Rasa malu kalah oleh makna dari usaha yang telah kucurahkan.
"Mungkin juga."
Minat Yua beralih ke punggung album.
"Kayaknya tidak mungkin selesai semua hari ini, jadi ayo bawa beberapa yang menarik ke ruang tamu dan lihat bersama."
Yua melihat ke rak buku dari atas sampai bawah, lalu membungkuk. Karena itu, celana pendeknya sedikit memperlihatkan sesuatu berwarna putih yang sepertinya pakaian dalam dari pinggangnya, tapi aku harus berusaha tidak melihatnya...
"Tapi, aku punya niat untuk melihat semuanya meskipun butuh waktu."
Yua yang masih membungkuk menatapku, tersenyum memperlihatkan gigi putihnya.
Meskipun aku bilang akan menunjukkan album... aku tidak ingat semua fotonya, jadi aku khawatir mungkin ada foto yang memalukan jika Yua melihatnya.
"Sepertinya, yang zaman TK jangan deh..."
Mungkin saja ada foto telanjangku yang polos dan aku jadi *never mind*. Aku tidak ingin Yua melihat sesuatu yang tidak pantas.

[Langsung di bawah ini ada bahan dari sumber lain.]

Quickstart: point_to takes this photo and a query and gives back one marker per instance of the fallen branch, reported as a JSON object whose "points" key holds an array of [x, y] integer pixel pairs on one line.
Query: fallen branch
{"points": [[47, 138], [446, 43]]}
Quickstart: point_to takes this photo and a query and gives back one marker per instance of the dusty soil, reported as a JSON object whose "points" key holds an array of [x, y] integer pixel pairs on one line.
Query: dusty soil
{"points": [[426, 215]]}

"Kalau begitu, yang Shinji waktu TK akan kusimpan untuk dilihat bersama Tsumugi-chan, ya."
"Jangan, jangan tunjukkan ke Tsumugi. Kalau memang mau lihat, lihat saja sendiri diam-diam."
"Shinji ini, kalau aku melihat foto memalukanmu sendiri diam-diam, kamu mau aku jadi bagaimana?"
Meskipun menutupi mulutnya dengan album yang diambilnya, mata Yua tetap tersenyum.
"Aku tidak mau jadi bagaimana-bagaimana juga..."
"Ayo cepat lihat, cepat lihat."
Yua yang sudah tidak sabar, mendorong punggung album yang dia peluk ke punggungku, mendesakku.